LA MIRADA — This city is home to what many historians call one of the area's most unique landmarks--the McNally Ranch in Neff Park--and after grappling for a year with how to display its historical value, the city has decided that small is better than big.
City officials have rejected proposals that would have paved the way for the site to become a major historical attraction and have opted instead to take a cautious approach.
The city, private groups and individuals who have been involved in the debate over how to develop the site, all agree that the area's historical interest should be increased, and want to carry on with plans to restore the park's Neff Mansion. But there is disagreement about what specifically should be done--and at what pace.
Time Period a Question
There is even uncertainty over what period Neff Mansion should be restored to, since three different families lived in the house over a period of nearly 70 years.

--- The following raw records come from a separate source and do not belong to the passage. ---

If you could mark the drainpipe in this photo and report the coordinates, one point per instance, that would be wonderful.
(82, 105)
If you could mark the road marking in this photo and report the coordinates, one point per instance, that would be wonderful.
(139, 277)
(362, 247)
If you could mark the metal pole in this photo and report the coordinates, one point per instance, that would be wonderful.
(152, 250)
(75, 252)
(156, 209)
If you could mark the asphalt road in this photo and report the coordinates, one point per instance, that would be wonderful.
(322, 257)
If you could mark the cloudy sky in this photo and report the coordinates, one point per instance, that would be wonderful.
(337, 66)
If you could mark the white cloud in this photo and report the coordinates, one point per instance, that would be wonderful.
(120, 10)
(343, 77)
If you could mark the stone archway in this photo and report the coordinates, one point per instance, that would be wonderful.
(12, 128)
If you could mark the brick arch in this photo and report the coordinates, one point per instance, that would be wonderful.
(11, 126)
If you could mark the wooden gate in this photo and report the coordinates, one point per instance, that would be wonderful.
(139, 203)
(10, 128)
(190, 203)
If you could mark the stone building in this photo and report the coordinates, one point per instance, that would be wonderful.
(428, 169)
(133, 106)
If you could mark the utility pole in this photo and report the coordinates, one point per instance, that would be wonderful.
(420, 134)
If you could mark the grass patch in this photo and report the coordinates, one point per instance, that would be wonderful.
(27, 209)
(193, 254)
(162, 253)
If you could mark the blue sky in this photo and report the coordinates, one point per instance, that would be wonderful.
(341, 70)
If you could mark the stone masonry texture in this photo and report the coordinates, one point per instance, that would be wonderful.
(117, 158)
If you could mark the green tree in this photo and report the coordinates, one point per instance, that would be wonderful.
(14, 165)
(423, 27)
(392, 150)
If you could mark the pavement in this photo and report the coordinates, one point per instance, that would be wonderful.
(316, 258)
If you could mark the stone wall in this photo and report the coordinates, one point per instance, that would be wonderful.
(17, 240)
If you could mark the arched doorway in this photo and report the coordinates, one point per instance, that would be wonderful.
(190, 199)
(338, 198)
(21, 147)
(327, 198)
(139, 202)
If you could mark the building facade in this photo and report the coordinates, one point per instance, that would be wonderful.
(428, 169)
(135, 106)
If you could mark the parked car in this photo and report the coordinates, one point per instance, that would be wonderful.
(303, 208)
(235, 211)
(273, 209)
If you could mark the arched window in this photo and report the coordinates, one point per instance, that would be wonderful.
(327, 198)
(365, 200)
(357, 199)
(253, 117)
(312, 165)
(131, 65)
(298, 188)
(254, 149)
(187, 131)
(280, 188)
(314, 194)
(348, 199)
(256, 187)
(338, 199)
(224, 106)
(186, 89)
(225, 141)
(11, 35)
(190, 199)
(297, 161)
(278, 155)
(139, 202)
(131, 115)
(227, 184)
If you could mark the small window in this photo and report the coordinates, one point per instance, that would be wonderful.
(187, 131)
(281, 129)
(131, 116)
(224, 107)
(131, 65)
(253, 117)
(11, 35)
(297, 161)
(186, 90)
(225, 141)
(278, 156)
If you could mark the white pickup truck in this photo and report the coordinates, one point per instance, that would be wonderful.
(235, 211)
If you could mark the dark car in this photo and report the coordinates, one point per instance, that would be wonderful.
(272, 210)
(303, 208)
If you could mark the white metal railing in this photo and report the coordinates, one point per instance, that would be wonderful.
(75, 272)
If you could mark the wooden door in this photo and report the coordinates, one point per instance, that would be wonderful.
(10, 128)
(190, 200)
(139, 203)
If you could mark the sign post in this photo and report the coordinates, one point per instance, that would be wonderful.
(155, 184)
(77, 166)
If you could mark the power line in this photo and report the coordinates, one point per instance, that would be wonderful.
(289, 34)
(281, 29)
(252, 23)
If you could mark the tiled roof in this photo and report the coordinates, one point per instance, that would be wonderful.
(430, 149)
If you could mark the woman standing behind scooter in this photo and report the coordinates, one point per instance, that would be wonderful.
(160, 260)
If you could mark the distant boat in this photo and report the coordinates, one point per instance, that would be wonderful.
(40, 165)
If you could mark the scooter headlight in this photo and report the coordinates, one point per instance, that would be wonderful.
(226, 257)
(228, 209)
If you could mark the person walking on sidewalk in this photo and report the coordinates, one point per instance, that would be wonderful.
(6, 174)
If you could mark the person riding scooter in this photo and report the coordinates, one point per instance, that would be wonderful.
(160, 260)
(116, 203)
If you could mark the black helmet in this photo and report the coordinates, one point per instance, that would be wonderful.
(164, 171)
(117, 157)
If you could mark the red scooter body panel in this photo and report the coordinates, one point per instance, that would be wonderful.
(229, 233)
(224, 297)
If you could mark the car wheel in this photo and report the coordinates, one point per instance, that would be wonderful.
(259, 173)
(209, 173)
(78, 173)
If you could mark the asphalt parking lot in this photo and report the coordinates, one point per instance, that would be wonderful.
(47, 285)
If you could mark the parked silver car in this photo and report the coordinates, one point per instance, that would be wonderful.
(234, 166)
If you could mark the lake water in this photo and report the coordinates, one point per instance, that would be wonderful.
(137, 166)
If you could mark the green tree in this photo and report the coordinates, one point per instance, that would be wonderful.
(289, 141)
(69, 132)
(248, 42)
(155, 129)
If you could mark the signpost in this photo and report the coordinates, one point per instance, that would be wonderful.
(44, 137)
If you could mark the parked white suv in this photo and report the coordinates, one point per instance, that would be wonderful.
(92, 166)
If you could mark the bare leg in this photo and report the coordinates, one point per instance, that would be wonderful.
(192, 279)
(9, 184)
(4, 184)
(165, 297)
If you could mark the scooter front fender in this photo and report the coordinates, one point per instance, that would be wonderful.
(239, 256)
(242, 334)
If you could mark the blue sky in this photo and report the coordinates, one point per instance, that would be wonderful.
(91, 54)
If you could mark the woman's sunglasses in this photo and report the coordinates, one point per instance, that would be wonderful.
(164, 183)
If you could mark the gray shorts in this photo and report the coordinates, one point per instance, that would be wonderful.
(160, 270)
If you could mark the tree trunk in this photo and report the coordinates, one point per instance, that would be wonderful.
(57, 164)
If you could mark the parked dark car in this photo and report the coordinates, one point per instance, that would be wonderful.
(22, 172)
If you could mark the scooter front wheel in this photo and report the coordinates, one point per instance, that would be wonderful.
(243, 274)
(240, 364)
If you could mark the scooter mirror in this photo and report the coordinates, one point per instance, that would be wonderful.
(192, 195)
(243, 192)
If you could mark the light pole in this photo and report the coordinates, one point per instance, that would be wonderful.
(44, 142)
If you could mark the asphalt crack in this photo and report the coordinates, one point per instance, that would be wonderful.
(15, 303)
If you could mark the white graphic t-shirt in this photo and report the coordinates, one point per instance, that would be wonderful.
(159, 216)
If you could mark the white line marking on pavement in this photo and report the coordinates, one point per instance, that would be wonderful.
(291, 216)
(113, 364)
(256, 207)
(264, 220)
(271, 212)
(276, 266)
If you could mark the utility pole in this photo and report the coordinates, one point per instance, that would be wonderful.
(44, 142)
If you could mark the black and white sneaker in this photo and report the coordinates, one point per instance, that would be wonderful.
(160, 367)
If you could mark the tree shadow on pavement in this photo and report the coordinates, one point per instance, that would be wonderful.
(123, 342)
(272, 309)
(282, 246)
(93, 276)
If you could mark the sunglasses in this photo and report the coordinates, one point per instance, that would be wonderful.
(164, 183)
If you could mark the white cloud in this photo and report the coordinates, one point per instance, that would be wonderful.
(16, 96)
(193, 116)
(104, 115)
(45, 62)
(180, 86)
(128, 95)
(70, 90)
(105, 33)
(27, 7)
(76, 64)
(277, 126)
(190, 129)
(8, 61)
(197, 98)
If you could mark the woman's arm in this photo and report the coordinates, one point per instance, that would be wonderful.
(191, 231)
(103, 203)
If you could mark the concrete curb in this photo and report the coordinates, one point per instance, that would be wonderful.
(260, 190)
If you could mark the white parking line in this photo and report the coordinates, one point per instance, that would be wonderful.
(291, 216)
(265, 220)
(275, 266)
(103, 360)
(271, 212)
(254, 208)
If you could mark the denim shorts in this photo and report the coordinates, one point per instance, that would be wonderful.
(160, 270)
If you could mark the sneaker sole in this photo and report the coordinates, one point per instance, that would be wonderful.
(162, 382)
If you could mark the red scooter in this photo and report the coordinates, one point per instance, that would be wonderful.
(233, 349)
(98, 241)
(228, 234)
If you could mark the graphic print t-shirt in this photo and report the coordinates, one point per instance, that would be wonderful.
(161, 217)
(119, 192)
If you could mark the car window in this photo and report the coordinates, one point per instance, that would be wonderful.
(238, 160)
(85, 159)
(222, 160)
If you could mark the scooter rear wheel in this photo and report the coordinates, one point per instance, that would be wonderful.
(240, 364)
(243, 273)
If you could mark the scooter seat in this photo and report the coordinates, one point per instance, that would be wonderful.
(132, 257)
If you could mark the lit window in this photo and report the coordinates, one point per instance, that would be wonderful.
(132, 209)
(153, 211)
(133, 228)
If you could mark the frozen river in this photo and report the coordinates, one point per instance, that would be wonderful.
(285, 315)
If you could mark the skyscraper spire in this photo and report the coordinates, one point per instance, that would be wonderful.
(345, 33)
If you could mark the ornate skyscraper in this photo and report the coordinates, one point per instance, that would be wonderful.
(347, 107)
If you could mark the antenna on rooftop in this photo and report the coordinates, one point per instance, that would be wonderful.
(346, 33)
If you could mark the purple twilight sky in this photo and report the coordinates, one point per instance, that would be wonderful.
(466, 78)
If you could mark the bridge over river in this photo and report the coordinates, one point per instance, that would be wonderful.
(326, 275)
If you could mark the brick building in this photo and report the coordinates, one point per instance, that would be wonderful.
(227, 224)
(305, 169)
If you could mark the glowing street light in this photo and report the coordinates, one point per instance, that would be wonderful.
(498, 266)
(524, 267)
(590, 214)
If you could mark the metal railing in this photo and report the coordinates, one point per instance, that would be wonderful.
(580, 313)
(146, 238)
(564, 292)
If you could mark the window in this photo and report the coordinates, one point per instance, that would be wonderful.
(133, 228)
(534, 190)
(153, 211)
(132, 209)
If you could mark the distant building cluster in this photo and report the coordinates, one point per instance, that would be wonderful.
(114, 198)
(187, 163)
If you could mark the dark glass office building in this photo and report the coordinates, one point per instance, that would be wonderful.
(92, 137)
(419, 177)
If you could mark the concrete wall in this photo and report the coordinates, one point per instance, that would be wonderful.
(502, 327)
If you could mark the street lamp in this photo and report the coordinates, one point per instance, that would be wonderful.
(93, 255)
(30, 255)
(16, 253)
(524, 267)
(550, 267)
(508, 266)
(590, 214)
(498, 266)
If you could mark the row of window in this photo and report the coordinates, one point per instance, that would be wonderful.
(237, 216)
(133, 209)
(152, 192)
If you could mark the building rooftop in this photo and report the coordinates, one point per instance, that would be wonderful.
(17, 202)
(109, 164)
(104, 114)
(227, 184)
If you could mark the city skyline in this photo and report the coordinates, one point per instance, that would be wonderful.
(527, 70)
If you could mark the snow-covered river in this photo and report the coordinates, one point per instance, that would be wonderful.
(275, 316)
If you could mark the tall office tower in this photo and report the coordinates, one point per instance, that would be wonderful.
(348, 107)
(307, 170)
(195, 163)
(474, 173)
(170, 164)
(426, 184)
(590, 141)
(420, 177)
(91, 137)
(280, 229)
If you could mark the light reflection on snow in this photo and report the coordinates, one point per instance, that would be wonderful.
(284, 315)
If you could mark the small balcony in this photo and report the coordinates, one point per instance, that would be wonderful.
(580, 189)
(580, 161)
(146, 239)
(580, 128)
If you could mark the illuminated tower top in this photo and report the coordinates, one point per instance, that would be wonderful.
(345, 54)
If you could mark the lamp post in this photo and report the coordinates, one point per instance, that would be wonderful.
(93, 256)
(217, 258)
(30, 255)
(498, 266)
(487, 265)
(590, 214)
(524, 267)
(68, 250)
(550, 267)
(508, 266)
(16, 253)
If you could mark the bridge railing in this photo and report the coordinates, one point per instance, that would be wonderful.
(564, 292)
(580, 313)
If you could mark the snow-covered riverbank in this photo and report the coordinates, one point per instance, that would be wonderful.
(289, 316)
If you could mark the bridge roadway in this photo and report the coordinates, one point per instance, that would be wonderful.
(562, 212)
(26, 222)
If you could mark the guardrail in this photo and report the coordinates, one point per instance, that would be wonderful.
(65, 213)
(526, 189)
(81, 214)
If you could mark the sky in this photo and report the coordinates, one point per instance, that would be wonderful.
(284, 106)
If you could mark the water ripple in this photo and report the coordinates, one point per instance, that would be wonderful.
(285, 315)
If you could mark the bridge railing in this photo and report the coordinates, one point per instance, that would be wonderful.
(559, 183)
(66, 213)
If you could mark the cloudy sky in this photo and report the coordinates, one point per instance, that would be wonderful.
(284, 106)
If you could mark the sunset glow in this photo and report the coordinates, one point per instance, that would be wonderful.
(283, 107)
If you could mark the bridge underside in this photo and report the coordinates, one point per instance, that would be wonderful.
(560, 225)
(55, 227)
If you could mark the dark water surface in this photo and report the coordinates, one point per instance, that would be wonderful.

"What type of furniture would go in and from what time period is uncertain," C. W. (Bob) Camp, the city's unofficial historian, said. "It's possible that different rooms could reflect different periods in the house's history. We are in the process of working out some of these issues."
All of present day La Mirada is in the boundary of what was once the sprawling, 2,200-acre Windermere Ranch owned by Andrew McNally, of Rand McNally atlas fame. The McNally Ranch site in Neff Park, which dates from 1890, is the only original portion of the ranch that has survived intact.
In National Register
Three acres of the site, including the McNally or Neff Mansion, and the George House were listed on the National Register of Historic Places in 1978. The park was previously administered by the defunct Southeast Parks and Recreation Commission but came under city control in 1980.
Carol Cooley, the city's public information officer and a member of the city's Historical Committee, said that La Mirada has admittedly taken a conservative approach in developing the site as a historic monument.
"If we start small on a project of this kind then we have the option of seeing what the community interest is," Cooley said. "Not everyone is a history buff or sees value in maintaining a historical site."
Two years ago, the city commissioned a $10,000 study by Martin Weil, the former chief restoration architect for the Canadian government.
But Cooley said the plan was "unrealistic and far too grandiose," and the city did not bother to calculate how much it would have cost to implement all of the proposals. Weil himself would not put a price tag on the project.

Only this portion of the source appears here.